V’landys even started offering the sort of rosy comments on medical issues that would make US president Donald Trump blush, noting in an interview with NRL.com.au that COVD19 infection rates had dropped from 22.27 per cent when the league shut down to a current figure of 1.34 per cent.
“There’s a lot of work to be done between now and that date, however we are very confident we will get there,” he told NRL.com.au.
Hopefully in another seven weeks that’s going to be substantially lower than that. The risk is minimal.
“… By the 28th of May that will happen.
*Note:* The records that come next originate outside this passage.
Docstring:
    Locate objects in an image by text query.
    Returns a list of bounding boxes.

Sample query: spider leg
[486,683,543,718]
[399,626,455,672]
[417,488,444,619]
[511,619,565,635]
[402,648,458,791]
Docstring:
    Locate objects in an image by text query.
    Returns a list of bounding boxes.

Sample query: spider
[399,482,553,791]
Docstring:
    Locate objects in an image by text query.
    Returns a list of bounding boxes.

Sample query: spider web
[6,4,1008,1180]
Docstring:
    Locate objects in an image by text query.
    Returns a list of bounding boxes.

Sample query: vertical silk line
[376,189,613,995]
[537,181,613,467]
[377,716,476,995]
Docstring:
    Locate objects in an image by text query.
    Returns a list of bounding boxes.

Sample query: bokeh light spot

The infection rate is continuing to come down.”
Asked about the rush to return, V’landys told NRL.com.au: “People are entitled to their view but I have to act in the best interests of the game.”
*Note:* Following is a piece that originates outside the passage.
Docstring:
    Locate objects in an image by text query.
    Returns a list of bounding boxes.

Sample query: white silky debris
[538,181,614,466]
Note: In a global pandemic, medical professionals and governments may just have a better idea of how to proceed than any one sporting official looking at the financial bottom line.
Various plans have been floated for how rugby league could return by late May, including a fly-in, fly out island to house players and holding matches at regional hubs in warmer climates.
And while NRL clubs bleed cash through no crowds, no TV and closed poker machine venues, the situation in the AFL is no less urgent.
Based mostly in Victoria where Premier Daniel Andrews has been a leader in strong lockdown laws to fight the COVID-19 outbreak, the AFL has had little choice but to toe the line and ponder ways it could finish its proposed 17-round season.
The AFL has also been looking at a plan to create regional hubs for the restart of its season, with more details expected by the end of this month.
Clearly, the AFL learned its lesson in its opening round of the season, which, in truth, was a bit of a fizzer.
It immediately aborted the season after all games were played.
Chief executive Gillon McLachlan has hardly put a foot wrong since, tidying up after Collingwood president Eddie McGuire on the issue of members refunds for fans, and hastening slowly on any talk of rebooting the season.
With social distancing measures still in place for months to come it remains a poor example to televise any contact sports, which could increase the likelihood of fans mingling at home or elsewhere to watch the broadcast.
Often touted as role models, this is an actual real-life opportunity for sport stars to be one.
Expect then the AFL to wait for the financially desperate NRL to do the legwork before dipping its toe back in the water.
There are some sports rolling on through the crisis, with thoroughbred racing in particular cited as an example.
All events are now being held without crowds and racing’s usual adherence to strict quarantine requirements also gives it a pass when assessing the risks.
It also clearly doesn’t hurt to have the wagering industry onside.
Sport still remains shut down in most parts of the world, although baseball and soccer has resumed in Taiwan this week, after that nation’s success in reducing infection rates.